Thanks to Google scholar, I recently become aware of the article by Mohammed AlQuraishi & Harley McAdams (2012) Three enhancements to the inference of statistical protein-DNA potentials” in Proteins: Structure, Function, and Bioinformatics. Reading through the text, I like it quite a bit. The abstract summarize the work well:
The energetics of protein-DNA interactions are often modeled using so-called statistical potentials, that is, energy models derived from the atomic structures of protein-DNA complexes. Many statistical protein-DNA potentials based on differing theoretical assumptions have been investigated, but little attention has been paid to the types of data and the parameter estimation process used in deriving the statistical potentials. We describe three enhancements to statistical potential inference that significantly improve the accuracy of predicted protein-DNA interactions: (i) incorporation of binding energy data of protein-DNA complexes, in conjunction with their X-ray crystal structures, (ii) use of spatially-aware parameter fitting, and (iii) use of ensemble-based parameter fitting. We apply these enhancements to three widely-used statistical potentials and use the resulting enhanced potentials in a structure-based prediction of the DNA binding sites of proteins. These enhancements are directly applicable to all statistical potentials used in protein-DNA modeling, and we show that they can improve the accuracy of predicted DNA binding sites by up to 21%.
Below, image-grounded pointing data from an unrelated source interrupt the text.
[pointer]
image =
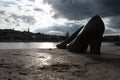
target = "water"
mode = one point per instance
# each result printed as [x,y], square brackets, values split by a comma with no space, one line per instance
[27,45]
[34,45]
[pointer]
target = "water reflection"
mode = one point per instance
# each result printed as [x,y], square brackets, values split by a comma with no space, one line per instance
[27,45]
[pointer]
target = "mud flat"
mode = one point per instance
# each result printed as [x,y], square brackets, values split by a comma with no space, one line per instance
[58,64]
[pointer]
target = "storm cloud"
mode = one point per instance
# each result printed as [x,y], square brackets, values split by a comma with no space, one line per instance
[27,19]
[81,9]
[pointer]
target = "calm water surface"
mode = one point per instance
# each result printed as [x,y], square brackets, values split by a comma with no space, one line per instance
[32,45]
[27,45]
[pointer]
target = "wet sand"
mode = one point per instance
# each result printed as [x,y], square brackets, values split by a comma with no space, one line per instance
[58,64]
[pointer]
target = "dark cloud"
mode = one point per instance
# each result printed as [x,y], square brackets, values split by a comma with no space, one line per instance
[114,22]
[68,27]
[32,0]
[38,9]
[81,9]
[8,3]
[28,19]
[2,12]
I’m glad to find that the 3DNA mutate_bases program was used in deriving the statistical potentials of protein-DNA interactions:
The relative binding affinity of a protein to two different DNA sequences can be evaluated by computing the binding energy of the protein to those two sequences. This is done by mutating the DNA sequence in silico while keeping the protein fixed. We used the 3DNA software package for mutating DNA23,24, which maintains the backbone atoms of the DNA molecule but replaces the basepair atoms in a way that is consistent with the backbone orientation of the DNA.
For each base position, in silicon structural mutants are generated using 3DNA23,24 to mutate the basepair to include all four possibilities.
This is exactly one of the use cases I have in mind while creating the program:
Overall, mutate_bases has been designed to solve the in silica base mutation problem in a practical sense: robust and efficient, getting its job done and then out of the way. The program can have many possible applications: in addition to perform base-pair mutations in DNA-protein complexes, it should also prove handy in RNA modeling and in providing initial structures for QM/MM/MD energy calculations, and in DNA/RNA modeling studies.
With the recent refinement to allow for 3-letter nucleotide name in the standard base-reference frame file, mutate_bases now makes it exceedingly easy to mutate cytosine to 5-methylcytosine.
As more people get to know this 3DNA functionality, I am confident that mutate_bases will be more widely used.